Shareholders in Dubai-based construction company Drake & Scull International voted overwhelmingly in favour of the business continuing to trade at a general meeting on Thursday.

Some 99.98 percent of shareholders voted in favour of a resolution allowing the business to continue to trade, which was triggered by a legal requirement for companies who accumulate losses that reach a value of more than half of their share capital.

The cash-strapped company's management will now prepare a new restructuring plan, which will then need to be approved by United Arab Emirates market regulator, the Securities and Commodities Authority.
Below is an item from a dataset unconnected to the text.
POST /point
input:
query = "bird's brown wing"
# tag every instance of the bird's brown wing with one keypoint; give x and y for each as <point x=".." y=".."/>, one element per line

If it approves the plan, another general meeting will be held for shareholders to vote on it.

Company officials declined to be interviewed following the meeting, but a source close to the firm said that it would embark on a "full restructuring programme" that will be drawn up by third party financial advisors.

Shareholders were also updated on an ongoing company investigation into the actions of former executives at the firm.
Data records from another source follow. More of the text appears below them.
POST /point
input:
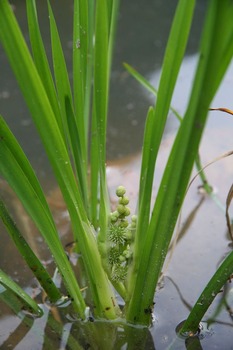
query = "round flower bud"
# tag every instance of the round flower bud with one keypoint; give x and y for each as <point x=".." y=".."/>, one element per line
<point x="133" y="225"/>
<point x="128" y="235"/>
<point x="122" y="258"/>
<point x="123" y="223"/>
<point x="134" y="218"/>
<point x="127" y="211"/>
<point x="113" y="217"/>
<point x="121" y="209"/>
<point x="120" y="191"/>
<point x="124" y="200"/>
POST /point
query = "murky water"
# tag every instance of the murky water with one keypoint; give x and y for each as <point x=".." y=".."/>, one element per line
<point x="142" y="34"/>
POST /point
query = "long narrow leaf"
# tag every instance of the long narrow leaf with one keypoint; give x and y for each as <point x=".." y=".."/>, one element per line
<point x="28" y="255"/>
<point x="179" y="166"/>
<point x="41" y="61"/>
<point x="15" y="172"/>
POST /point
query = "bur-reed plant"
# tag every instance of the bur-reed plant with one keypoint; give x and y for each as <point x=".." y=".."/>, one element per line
<point x="118" y="255"/>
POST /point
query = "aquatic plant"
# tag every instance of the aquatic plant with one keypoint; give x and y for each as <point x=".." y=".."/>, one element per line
<point x="117" y="255"/>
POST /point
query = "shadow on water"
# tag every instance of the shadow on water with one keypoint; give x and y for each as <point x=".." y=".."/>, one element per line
<point x="141" y="40"/>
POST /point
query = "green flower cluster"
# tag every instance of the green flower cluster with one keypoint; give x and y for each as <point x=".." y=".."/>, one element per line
<point x="120" y="237"/>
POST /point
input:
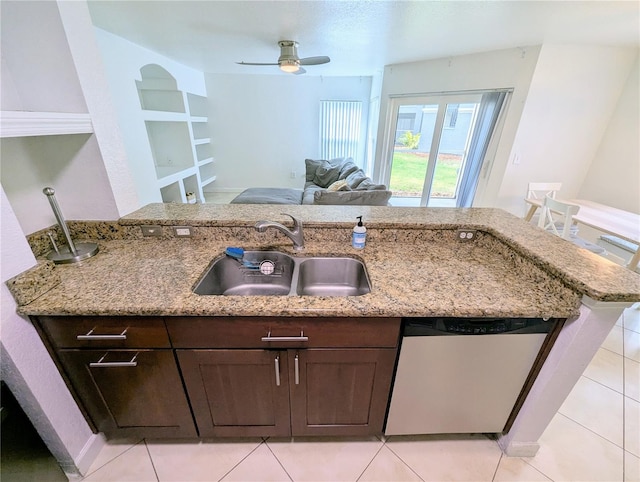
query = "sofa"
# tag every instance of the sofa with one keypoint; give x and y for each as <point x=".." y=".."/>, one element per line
<point x="336" y="181"/>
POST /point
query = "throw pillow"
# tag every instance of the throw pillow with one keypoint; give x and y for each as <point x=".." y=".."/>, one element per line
<point x="311" y="168"/>
<point x="354" y="198"/>
<point x="327" y="174"/>
<point x="340" y="185"/>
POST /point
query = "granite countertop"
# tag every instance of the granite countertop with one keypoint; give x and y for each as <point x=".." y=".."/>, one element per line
<point x="416" y="265"/>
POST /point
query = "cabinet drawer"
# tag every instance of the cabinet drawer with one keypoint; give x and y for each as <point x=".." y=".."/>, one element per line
<point x="250" y="332"/>
<point x="105" y="332"/>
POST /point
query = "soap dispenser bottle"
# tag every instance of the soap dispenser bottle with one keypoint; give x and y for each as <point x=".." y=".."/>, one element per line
<point x="359" y="236"/>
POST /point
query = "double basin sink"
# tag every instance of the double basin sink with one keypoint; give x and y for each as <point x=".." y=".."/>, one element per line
<point x="272" y="273"/>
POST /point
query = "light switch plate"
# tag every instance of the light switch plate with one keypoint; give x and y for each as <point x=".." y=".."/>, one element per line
<point x="466" y="234"/>
<point x="151" y="230"/>
<point x="182" y="231"/>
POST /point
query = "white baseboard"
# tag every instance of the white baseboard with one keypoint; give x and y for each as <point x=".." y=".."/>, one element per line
<point x="89" y="452"/>
<point x="519" y="449"/>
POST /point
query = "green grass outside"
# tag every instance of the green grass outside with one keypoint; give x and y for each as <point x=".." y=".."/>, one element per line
<point x="409" y="169"/>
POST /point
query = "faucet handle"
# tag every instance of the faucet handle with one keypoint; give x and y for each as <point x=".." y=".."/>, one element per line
<point x="296" y="222"/>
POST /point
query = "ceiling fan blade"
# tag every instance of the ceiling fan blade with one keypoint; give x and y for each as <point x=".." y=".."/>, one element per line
<point x="254" y="63"/>
<point x="323" y="59"/>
The source said that a briefing was also given into the company's ongoing investigation into the actions of former management, which he said was "progressing", and that files have been passed on to the UAE's attorney general.

The restructuring plan will be the second the company has undergone in a year. Last year, the company cancelled three quarters of its share capital to wipe out 1.7 billion UAE dirhams ($462.9 million) worth of losses, ahead of a 500 million UAE dirham injection of funds by Tabarak Investment, which became the majority shareholder.

However, losses have continued to mount, and in the second quarter of 2018 the company declared a 190 million UAE dirham loss as revenue dropped by 47 percent year-on-year to 350 million dirhams.

Notes to the accounts state that the company's current liabilities outweigh its current assets by 988 million UAE dirhams.